Conclusion: In this pilot feasibility study, NIHSS scores obtained via ambulance using our iPad-based mobile telestroke system correlated well with in person assessments. These results support further research to determine feasibility and efficacy of this low-cost mobile telestroke system in prehospital stroke care.
Author Disclosures: M.M. Padrick: Other Research Support; Modest; AHA Student Scholarships in Cerebrovascular Disease and Stroke. S.N. Chapman Smith: Research Grant; Modest; Virginia Alliance for Emergency Medical Education and Research. Other; Modest; U.S. Provisional Patent Application Serial No. 61/867,477. T.L. McMurry: None. P. Mehndiratta: None. C.Y. Chee: None. B.S. Gunnell: None. C.A. Kimble: None. J. Cote: None. J.M. Lippman: None. V.M. Burke: None. D.C. Catell-Gordon: None. K.S. Rheuban: None. N.J. Solenski: None. D.G. Perina: None.
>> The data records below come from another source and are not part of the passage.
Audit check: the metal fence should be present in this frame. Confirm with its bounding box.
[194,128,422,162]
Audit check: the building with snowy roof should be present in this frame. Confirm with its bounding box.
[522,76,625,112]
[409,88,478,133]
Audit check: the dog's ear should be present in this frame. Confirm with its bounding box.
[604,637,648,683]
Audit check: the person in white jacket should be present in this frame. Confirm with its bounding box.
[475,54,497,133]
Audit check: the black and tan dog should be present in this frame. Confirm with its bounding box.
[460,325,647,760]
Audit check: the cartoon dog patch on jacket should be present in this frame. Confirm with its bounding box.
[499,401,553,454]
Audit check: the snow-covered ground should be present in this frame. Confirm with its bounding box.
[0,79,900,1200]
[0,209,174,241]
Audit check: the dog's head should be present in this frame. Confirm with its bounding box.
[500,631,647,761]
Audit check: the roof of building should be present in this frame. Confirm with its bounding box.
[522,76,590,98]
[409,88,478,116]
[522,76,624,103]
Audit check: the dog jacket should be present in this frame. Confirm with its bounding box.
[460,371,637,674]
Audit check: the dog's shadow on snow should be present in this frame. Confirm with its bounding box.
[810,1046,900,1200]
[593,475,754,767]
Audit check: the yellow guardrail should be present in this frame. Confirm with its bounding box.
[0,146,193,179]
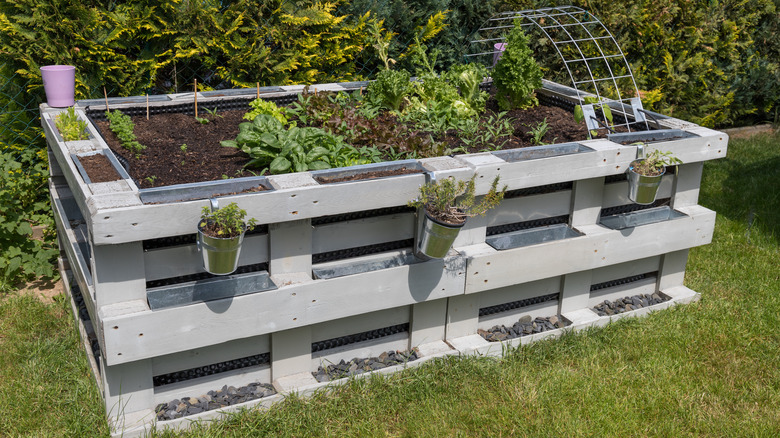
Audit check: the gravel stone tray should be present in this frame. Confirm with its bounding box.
[154,383,276,421]
[311,350,419,382]
[593,293,670,316]
[477,315,571,342]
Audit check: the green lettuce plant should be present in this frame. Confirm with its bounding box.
[631,150,682,176]
[492,20,542,110]
[54,107,87,141]
[106,110,146,158]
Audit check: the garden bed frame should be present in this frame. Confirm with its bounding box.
[41,78,728,436]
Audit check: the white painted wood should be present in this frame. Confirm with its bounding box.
[466,206,715,293]
[92,174,425,244]
[456,140,636,194]
[312,306,410,342]
[41,114,95,222]
[271,326,312,380]
[46,147,65,178]
[152,335,271,374]
[144,234,268,281]
[591,256,662,284]
[672,162,704,208]
[587,277,657,307]
[154,365,271,405]
[645,131,728,163]
[658,248,688,290]
[602,174,674,208]
[50,186,98,322]
[484,190,572,228]
[268,219,312,275]
[569,177,604,227]
[406,298,447,349]
[58,268,104,396]
[312,213,414,254]
[101,257,465,364]
[100,360,154,428]
[445,295,479,338]
[91,242,146,307]
[558,270,592,314]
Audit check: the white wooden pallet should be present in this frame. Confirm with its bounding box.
[42,79,728,436]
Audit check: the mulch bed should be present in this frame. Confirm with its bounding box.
[95,91,587,188]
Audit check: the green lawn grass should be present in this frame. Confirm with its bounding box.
[0,135,780,437]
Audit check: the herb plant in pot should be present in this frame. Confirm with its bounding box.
[626,145,682,205]
[198,202,256,275]
[409,175,506,259]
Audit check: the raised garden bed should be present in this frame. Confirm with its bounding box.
[42,73,728,436]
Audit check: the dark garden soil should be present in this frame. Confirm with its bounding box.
[90,93,587,188]
[314,167,423,184]
[79,154,122,183]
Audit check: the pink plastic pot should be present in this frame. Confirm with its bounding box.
[41,65,76,108]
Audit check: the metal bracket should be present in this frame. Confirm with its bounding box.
[631,97,647,123]
[636,143,646,160]
[582,103,599,135]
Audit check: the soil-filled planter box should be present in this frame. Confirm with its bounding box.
[41,78,728,436]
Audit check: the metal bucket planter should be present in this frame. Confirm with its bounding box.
[628,161,666,205]
[198,222,246,275]
[417,211,466,259]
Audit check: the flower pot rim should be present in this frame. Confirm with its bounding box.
[424,208,468,228]
[40,64,76,71]
[628,158,666,178]
[198,219,246,240]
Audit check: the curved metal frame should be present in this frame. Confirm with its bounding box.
[466,6,649,136]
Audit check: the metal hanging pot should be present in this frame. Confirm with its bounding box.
[417,211,466,259]
[198,222,246,275]
[627,161,666,205]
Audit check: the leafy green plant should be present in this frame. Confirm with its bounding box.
[461,111,515,151]
[244,99,288,125]
[367,70,412,111]
[447,63,488,114]
[221,114,354,174]
[408,175,507,225]
[54,107,88,141]
[0,149,59,292]
[106,110,146,158]
[203,107,224,119]
[528,117,550,145]
[492,20,542,110]
[631,149,682,176]
[198,202,257,239]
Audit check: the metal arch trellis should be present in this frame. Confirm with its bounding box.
[466,6,649,136]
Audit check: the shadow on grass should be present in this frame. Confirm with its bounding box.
[700,135,780,242]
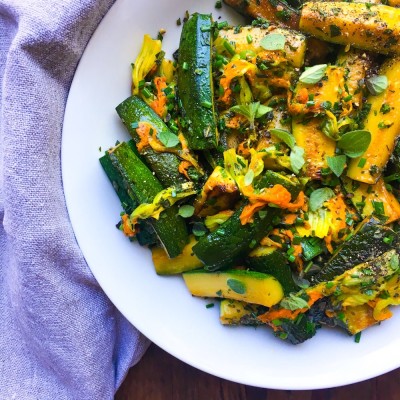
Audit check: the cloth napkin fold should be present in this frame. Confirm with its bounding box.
[0,0,149,400]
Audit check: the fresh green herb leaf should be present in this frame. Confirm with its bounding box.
[372,200,385,215]
[280,293,310,311]
[329,25,342,37]
[337,130,371,158]
[256,104,273,118]
[270,129,296,150]
[157,130,179,147]
[389,253,399,271]
[299,64,328,85]
[326,155,346,177]
[244,169,254,186]
[178,204,194,218]
[226,278,246,294]
[290,146,305,174]
[309,188,335,211]
[365,75,389,96]
[260,33,286,50]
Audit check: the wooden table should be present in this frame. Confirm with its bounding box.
[115,344,400,400]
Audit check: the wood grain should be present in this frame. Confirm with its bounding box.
[115,344,400,400]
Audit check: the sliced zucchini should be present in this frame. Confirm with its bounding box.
[100,140,158,246]
[246,246,299,295]
[183,270,283,307]
[116,96,187,187]
[193,206,280,271]
[109,142,188,257]
[178,13,218,150]
[151,236,203,275]
[312,218,399,283]
[219,299,267,326]
[347,56,400,184]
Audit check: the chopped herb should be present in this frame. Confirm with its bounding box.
[365,75,389,96]
[260,33,286,50]
[192,222,207,237]
[379,103,391,114]
[280,293,309,311]
[329,25,342,37]
[178,204,194,218]
[372,200,385,215]
[309,188,335,211]
[299,64,328,85]
[226,278,246,294]
[326,155,346,177]
[157,130,179,147]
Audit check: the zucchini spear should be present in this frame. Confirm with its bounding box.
[109,142,188,258]
[178,13,218,150]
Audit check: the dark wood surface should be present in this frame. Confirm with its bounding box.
[115,344,400,400]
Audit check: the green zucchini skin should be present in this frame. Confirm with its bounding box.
[109,142,189,258]
[311,218,399,284]
[246,250,299,296]
[116,96,187,187]
[177,13,218,150]
[193,206,280,271]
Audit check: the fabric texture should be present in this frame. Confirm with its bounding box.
[0,0,149,400]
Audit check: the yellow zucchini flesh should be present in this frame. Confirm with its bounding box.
[299,1,400,54]
[183,270,283,307]
[347,56,400,184]
[151,235,203,275]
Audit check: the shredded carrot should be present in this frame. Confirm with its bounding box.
[283,214,297,225]
[240,188,304,225]
[178,160,192,179]
[136,122,152,153]
[121,214,136,237]
[258,290,323,323]
[150,76,167,118]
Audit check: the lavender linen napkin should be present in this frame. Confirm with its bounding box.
[0,0,148,400]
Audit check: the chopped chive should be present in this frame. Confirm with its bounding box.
[372,200,385,215]
[357,158,367,168]
[142,87,152,99]
[224,40,236,56]
[201,101,212,108]
[217,21,229,29]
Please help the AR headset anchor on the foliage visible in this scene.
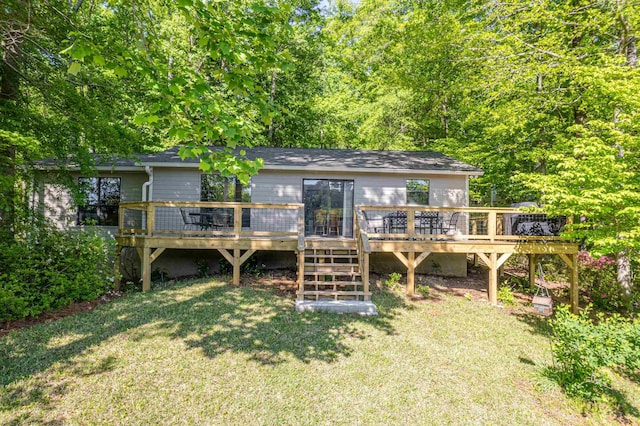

B.B. Worrall: Employment; Modest; Associate Editor, Journal Neurology. A.M. Southerland: Employment; Modest; Deputy Editor, Neurology Podcast. Research Grant; Significant; AHA/ASA National Clinical Research Program: 3CRP141400001. Other Research Support; Modest; UVA Neuroscience Center of Excellence. Other; Modest; U.S. Provisional Patent Application Serial No. 61/867,477.
This research has received full or partial funding support from the American Heart Association, National Center.
- © 2015 by American Heart Association, Inc.